Les punaises de lit sont un tabou. Les personnes touchées n’osent bien souvent pas en parler, de peur d’être perçues comme « sales ». Or les punaises de lit n’ont rien à voir avec l’hygiène d’où la nécessité de briser ce tabou. Il faut déculpabiliser les citoyens relativement à la présence de punaises de lit chez eux. Tout le monde peut être infesté, seulement une inégalité financière extrêmement forte demeure. Pour une désinsectisation, il faut compter entre 250 et 1 000 euros sans prendre en compte les frais de lavage de l’ensemble des tissus, voire parfois le changement de mobilier. C’est considérable et beaucoup de personnes n’ont pas d’autres choix que de rester avec les punaises de lit ou d’essayer par eux‑mêmes de s’en débarrasser, souvent avec des risques forts pour leur santé. D’autant que dans les quartiers les plus pauvres, les personnes finissent par jeter leurs affaires infestées de punaises, qui sont ensuite récupérées dans la rue. Ce phénomène renforce la prolifération et la dissémination des punaises de lit.

Pire, les punaises de lit ont développé une résistance aux insecticides et les produits chimiques utilisés continuent à sélectionner les souches de punaises les plus résistantes. Le docteur Arezki Izri, chef de service en parasitologie‑mycologie à l’hôpital Avicenne, spécialiste des punaises de lit a ainsi prouvé que 90 % des punaises de lit sont désormais insensibles à ces produits. L’un des problèmes les plus considérables lié à l’usage de ces produits est qu’ils sont néfastes pour l’environnement et la santé des usagers.

Un plan d’État d’éradication des punaises de lit devrait donc privilégier l’usage de la chaleur sèche, moyen efficace et sans dommages pour la santé de nos concitoyens.
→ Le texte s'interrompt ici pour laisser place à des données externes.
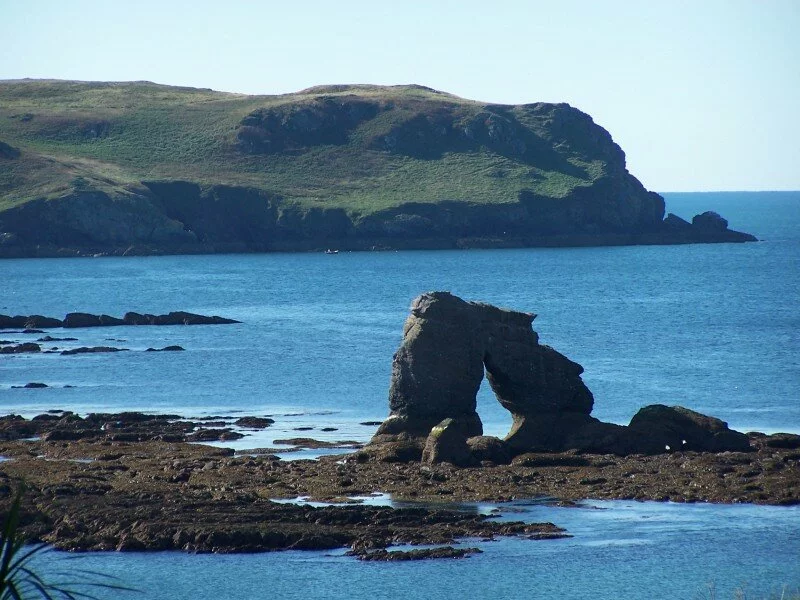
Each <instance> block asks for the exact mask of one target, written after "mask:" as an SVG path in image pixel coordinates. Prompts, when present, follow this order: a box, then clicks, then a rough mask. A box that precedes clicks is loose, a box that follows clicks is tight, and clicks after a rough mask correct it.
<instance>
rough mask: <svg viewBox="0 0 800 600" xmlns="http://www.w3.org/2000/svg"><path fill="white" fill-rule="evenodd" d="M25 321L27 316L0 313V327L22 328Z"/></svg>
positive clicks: (26, 317) (22, 327) (7, 328)
mask: <svg viewBox="0 0 800 600" xmlns="http://www.w3.org/2000/svg"><path fill="white" fill-rule="evenodd" d="M27 322H28V317H25V316H22V315H17V316H15V317H11V316H9V315H0V329H24V328H25V323H27Z"/></svg>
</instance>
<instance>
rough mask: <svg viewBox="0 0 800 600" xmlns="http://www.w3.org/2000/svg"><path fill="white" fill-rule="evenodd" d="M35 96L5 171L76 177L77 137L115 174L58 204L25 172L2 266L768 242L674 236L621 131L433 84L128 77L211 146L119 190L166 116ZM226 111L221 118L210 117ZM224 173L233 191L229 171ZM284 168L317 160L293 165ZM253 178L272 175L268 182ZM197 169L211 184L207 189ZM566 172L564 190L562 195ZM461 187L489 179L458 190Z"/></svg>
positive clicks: (3, 244) (694, 236) (197, 136)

L’urgence est à une action politique coordonnée et à l’élaboration d’un plan public d’ampleur pour faire face à ce problème qui, si l’inaction prime, ne fera que s’aggraver.


proposition de RÉSOLUTION

Article unique

L’Assemblée nationale,

Vu l’article 34‑1 de la Constitution,

Vu l’article 136 du Règlement de l’Assemblée nationale,

Invite le Gouvernement à veiller à prendre la mesure du phénomène de la prolifération des espèces punaises de lit et à dégager des pistes de réflexion visant à engager un plan de prévention, d’action et de lutte contre les punaises de lit qui pourrait contenir les mesures suivantes :

– la reconnaissance des punaises de lit comme un problème de santé publique ;

– un fonds d’urgence pour l’endiguement des punaises de lit ainsi qu’un plan national d’éradication des punaises de lit ;

– un plan national de prévention quant aux risques liés aux punaises de lit ;

– une interdiction pour les entreprises privées d’employer des insecticides, inefficaces et nocifs pour la santé et l’environnement ;

– un encadrement tarifaire des interventions des entreprises privées, voire la création de services publics municipaux de désinsectisation ;

– une prise en charge du financement des interventions par les propriétaires avec un fonds d’aide pour les propriétaires les plus pauvres ;

– la mise en place d’un fonds d’indemnisation en faveur des personnes les plus démunies ayant dû jeter leur mobilier ;

– la mise en place d’un service de ramassage des meubles infestés ;

– l’inscription des punaises de lit dans le Plan national santé environnement 4 de 2020‑2024.